A closed subscriber group (CSG) cell is also possible, in the context of heterogeneous networks. A CSG cell provides services only to a limited number of user equipment (UE) terminals that are allowed to access the HeNB.
If a MeNB and HeNBs operate at the same carrier frequency in a MeNB-HeNB coexisting environment, serious issues of mutual interference will arise. There are two possible scenarios of interference.
FIG. 1A illustrates the first scenario, in which a user equipment (MUE) 11 is located in the vicinity of a HeNB 20 and connected to a macro cell (MeNB) 10 on the uplink, creating a large amount of uplink interference in the HeNB 20. To be more precise, if the MUE 11 is accessing the MeNB 10 using the serving link, while the HeNB 20 is receiving signals from a Home eUE (HeUE) 21 which is operating as a CSG member with access to the HeNB in the CSG cell, the radio communication waves transmitted from the MUE 11 become significant interference to the HeNB 20, as indicated by the dashed arrow.
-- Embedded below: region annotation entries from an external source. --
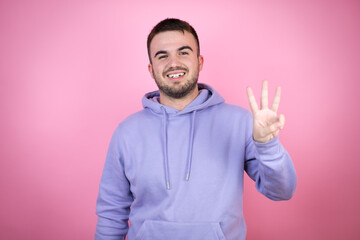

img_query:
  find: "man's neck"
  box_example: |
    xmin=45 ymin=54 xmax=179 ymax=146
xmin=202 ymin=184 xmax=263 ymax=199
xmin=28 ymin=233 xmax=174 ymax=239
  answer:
xmin=160 ymin=87 xmax=199 ymax=111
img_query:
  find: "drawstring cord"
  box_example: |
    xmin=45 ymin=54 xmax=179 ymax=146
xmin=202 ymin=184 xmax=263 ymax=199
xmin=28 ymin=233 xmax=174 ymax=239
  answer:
xmin=186 ymin=111 xmax=196 ymax=181
xmin=161 ymin=107 xmax=196 ymax=190
xmin=161 ymin=107 xmax=170 ymax=190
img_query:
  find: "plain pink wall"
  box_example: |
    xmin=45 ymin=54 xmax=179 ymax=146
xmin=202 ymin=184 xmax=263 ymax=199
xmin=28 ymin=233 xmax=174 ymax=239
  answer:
xmin=0 ymin=0 xmax=360 ymax=240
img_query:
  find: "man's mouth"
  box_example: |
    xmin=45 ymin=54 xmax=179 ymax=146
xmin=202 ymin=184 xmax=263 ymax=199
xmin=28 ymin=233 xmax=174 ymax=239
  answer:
xmin=166 ymin=72 xmax=185 ymax=79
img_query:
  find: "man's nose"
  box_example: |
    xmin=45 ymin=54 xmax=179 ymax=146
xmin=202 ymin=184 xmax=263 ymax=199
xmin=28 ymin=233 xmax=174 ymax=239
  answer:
xmin=168 ymin=55 xmax=180 ymax=67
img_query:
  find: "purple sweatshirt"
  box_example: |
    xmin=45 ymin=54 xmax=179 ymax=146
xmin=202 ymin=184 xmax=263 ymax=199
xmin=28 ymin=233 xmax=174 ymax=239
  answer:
xmin=95 ymin=84 xmax=296 ymax=240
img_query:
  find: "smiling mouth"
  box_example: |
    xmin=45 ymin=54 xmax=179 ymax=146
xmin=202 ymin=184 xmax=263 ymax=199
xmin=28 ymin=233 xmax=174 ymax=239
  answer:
xmin=166 ymin=72 xmax=185 ymax=79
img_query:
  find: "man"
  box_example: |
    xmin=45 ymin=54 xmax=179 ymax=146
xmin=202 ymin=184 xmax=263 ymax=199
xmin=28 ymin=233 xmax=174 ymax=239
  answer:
xmin=95 ymin=19 xmax=296 ymax=240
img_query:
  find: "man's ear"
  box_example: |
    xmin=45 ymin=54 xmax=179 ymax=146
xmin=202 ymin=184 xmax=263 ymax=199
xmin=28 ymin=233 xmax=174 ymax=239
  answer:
xmin=148 ymin=63 xmax=154 ymax=78
xmin=199 ymin=55 xmax=204 ymax=71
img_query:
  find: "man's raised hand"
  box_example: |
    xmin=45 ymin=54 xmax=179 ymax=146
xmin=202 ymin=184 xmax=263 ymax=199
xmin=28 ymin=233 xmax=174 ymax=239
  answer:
xmin=246 ymin=81 xmax=285 ymax=143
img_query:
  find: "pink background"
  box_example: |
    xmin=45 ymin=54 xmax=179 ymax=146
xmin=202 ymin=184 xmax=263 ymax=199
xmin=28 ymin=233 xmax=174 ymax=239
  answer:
xmin=0 ymin=0 xmax=360 ymax=240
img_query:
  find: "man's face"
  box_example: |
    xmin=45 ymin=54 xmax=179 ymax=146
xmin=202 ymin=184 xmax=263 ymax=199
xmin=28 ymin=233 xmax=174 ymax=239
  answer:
xmin=149 ymin=31 xmax=203 ymax=99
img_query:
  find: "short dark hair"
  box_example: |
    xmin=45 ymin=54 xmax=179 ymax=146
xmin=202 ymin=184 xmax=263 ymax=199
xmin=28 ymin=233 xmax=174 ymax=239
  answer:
xmin=147 ymin=18 xmax=200 ymax=63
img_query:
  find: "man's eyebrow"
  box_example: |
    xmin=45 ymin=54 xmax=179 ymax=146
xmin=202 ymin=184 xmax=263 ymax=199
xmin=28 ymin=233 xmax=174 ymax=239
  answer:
xmin=178 ymin=46 xmax=193 ymax=52
xmin=154 ymin=50 xmax=167 ymax=58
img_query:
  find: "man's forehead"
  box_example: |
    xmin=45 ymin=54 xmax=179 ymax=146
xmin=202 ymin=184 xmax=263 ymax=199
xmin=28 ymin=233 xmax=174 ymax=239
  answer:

FIG. 1B illustrates the second scenario, in which the HeNB 20 is currently transmitting signals to the HeUE 21 in the vicinity of the MUE 11 and creating a large amount of downlink interference to the MUE 11. To be more precise, if the MUE 11 is receiving signals from the macro cell MeNB 10 during the signal transmission from the HeNB 20 to the HeUE 21, the radio communication waves transmitted from the HeNB 20 to the HeUE 21 become considerable interference to the MUE 11, as indicated by the dashed arrow.
These interference issues are likely to arise not only when the MUE 11 is a non-CSG member of the HeNB 20, but also when the MUE 11 is a CSG member of the HeNB 20, if the MUE 11 is connected to the macro cell MeNB10 in the vicinity of the HeNB 20. A similar problem will occur when the HeNB 20 is located at the edge or the boundary of the macro cell.
Several techniques of intercell interference coordination have been proposed; however, intercell interference cannot be controlled efficiently with these techniques in a heterogeneous network because of their own limits in performing interference coordination. One known technique is to report frequency resources at high interfering levels to neighboring cells by X2 signaling (i.e., notification of overload indicators between macro cells through a wired channel). See, for example, 3GPP TS 36.423. However, this technique can hardly identify which user equipment (MUE) is the interference source in the heterogeneous network because the notification pattern does not have enough granularity in the time domain.
Another known technique is to make use of a measurement report which is adapted to be transmitted from a UE to the macro cell base station when the UE finds a neighboring cell at a high signal level. See, for example, 3GPP TS 36.331. However, transmission of the measurement report is triggered only by a specific event and is not constantly transmitted. Furthermore, additional problems, in that radio resources are occupied by the UE when reporting the measurement result to the macro cell and that the UE bears a great burden, will arise.